Question

Find initial position via intergration???

An object moves in a straight line with an acceleration of 8m/s^2. If after 1 second it passes through point O and after 3 seconds it is 30 meters from O, find its initial position relative to O.

Answer 1

Without knowing whether the position at 3 seconds is 30 meters left or right of O (or knowing whether the initial velocity is positive or negative) there are two correct answers.

Explanation:

`a = 8`

Using `v_0` for the initial velocity,

`v(t) = 8t+v_0`

Using `s_0` for the initial position.

`s(t) = 4t^2+v_0t+s_0`

We have been asked to find `s_0` as a function of O (the position at time `1` second.).

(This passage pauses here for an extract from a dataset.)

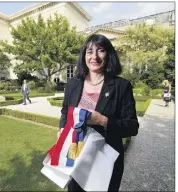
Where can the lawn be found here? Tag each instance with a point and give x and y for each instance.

Using the values given for `t=1` and `t=3`, we get

`s(1) = 4 + v_0+s_0 = O` and

`s(3) = 36 +3v_0+s_0 = O +- 30`

Subtracting the first equation from the second yields:

`32+2v_0 = +-30` So

`2v_0 = -2` or `-62`

So `v = -1` or `v = -31`.

This gives us:
Solution 1

`s(t) = 4t^2-t+s_0` and, again using the information at `t = 1`, we find

`s(1) = 4-1+s_0 = O`,

so `s_0 = O-3`

Solution 2

`s(t) = 4t^2-3t+s_0` and, again using the information at `t = 1`, we find

`s(1) = 4-31+s_0 = O`,

so `s_0 = O-27`